Com a redemocratização do Brasil, os setores mais engajados no enfrentamento ao regime militar passaram a cobrar a realização de uma Justiça de transição – conjunto de medidas políticas e jurídicas necessárias para a reparação dos direitos humanos violados durante os anos de chumbo.

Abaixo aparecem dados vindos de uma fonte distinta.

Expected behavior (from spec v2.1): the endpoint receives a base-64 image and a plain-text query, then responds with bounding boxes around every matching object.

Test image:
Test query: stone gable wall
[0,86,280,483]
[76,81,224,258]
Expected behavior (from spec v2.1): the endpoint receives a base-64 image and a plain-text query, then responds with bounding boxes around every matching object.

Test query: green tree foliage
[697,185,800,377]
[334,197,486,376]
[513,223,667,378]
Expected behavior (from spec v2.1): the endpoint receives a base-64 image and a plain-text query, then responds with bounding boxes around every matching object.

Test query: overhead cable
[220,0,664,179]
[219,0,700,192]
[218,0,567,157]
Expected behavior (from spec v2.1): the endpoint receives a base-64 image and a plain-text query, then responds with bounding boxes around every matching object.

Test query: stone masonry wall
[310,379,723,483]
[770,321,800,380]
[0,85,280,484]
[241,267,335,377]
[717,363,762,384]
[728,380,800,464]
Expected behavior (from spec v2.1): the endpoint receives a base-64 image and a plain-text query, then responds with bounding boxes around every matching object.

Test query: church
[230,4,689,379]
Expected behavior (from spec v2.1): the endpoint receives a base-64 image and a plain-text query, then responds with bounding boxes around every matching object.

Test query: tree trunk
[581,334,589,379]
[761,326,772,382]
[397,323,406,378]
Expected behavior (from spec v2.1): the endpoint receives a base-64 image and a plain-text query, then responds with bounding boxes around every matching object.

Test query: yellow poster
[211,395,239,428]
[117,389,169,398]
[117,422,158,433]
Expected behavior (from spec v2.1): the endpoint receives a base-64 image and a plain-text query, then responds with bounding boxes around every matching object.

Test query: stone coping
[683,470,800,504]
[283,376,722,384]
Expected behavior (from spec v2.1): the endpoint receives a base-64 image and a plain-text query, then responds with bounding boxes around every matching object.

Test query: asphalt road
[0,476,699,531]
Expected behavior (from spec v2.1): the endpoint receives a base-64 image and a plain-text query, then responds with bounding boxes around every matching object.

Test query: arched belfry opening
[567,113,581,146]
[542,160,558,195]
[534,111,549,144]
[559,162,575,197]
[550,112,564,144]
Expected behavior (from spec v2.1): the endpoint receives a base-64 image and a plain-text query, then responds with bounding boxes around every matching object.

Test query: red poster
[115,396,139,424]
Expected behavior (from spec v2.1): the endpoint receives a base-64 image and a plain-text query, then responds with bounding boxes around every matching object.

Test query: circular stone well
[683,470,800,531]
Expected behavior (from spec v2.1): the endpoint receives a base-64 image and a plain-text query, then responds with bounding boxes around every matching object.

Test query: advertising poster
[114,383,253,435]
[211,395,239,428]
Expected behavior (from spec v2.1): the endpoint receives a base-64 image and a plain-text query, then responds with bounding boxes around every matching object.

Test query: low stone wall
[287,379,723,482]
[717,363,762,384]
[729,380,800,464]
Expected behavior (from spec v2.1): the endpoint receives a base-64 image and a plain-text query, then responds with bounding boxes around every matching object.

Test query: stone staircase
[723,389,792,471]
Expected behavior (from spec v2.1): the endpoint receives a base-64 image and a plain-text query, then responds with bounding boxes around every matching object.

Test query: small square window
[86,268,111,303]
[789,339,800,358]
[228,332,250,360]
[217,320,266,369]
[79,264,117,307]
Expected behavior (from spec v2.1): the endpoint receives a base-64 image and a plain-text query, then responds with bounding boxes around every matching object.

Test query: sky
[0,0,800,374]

Um vislumbre sobre a série ‘64+60 Vozes da Resistência’ com entrevistas tomadas a alguns dos guerreiros da resistência ao golpe de 1º de abril de 1964 (Amaury Monteiro Jr, Jean Marc von der Weid, Antônio Luiz Rocha, Ivanisa Teitelroit Martins, Marília Guimarães, Mariluce Moura, Carlos Tiburcio, Cajá, Hildegard Angel, Jovenildo Pinheiro, Marcelo Mário Melo, Anacleto Julião e outros igualmente importantes) apresentada pelo Canal Arte Agora, no YouTube, oferece um significativo panorama da crueldade de como, sistematicamente, os agentes da ditadura desrespeitaram direitos humanos no Brasil, deixando claro a necessidade de uma Justiça de transição capaz de fazer valer as leis que garantem a Democracia e os princípios gerais de humanidade.
Aliás, como toque final de perversidade, já nos extertores do regime militar, em 28 de agosto de 1979, o ditador de plantão João Baptista Figueiredo fez aprovar a lei que decretava uma ‘anistia ampla, geral e irrestrita’, beneficiando igualmente torturados e torturadores.
Com o nítido objetivo de obrigar os brasileiros a conviver com assassinos e torturadores (como se fosse possível passar uma borracha sobre a história do País e apagar os crimes contra os direitos humanos cometidos pelos bárbaros), a tal ‘anistia ampla, geral e irrestrita’ igualou guerreiros da Liberdade e da Democracia com reles bandidos e tarados torturadores, equiparando a luta patriótica com a barbárie cometida pelos agentes do golpe.
Embora justificada em nome da cautela dita necessária para garantir a redemocratização do Brasil (segundo disseram, os gorilas ameaçavam reagir caso a anistia não os contemplasse), da forma como foi concedida, a tal anistia ‘ampla, geral e irrestrita’ impede a justiça de transição, não só comprometendo a luta pela Democracia, mas, também, indicando uma transigência cúmplice com a violação dos direitos humanos (crimes, nunca se pode esquecer, imprescritíveis).
Na realidade, a relutância do governo brasileiro em realizar a justiça de transição sinaliza impunidade e, na prática, funciona como estímulo aos golpistas de sempre e serviu de estufa para a movimentação que gerou o Oito de Janeiro e alimenta tantos sonhos golpistas pensados por aí.
De qualquer forma, se a reversão da anistia (da forma como foi adotada) não está possível, então que se reinstale as comissões de Mortos e Desaparecidos, possibilitando à sociedade conhecer a verdade a que tem direito e, inclusive, possa dar funeral digno aos restos mortais de desaparecidos na ditadura.
A retomada dos trabalhos das comissões é fundamental para reafirmar o caráter democrático do governo e ajudar a extirpar espíritos golpistas sempre aninhados especialmente na extrema-direita do espectro político.
Isto é o mínimo que a sociedade brasileira espera neste momento.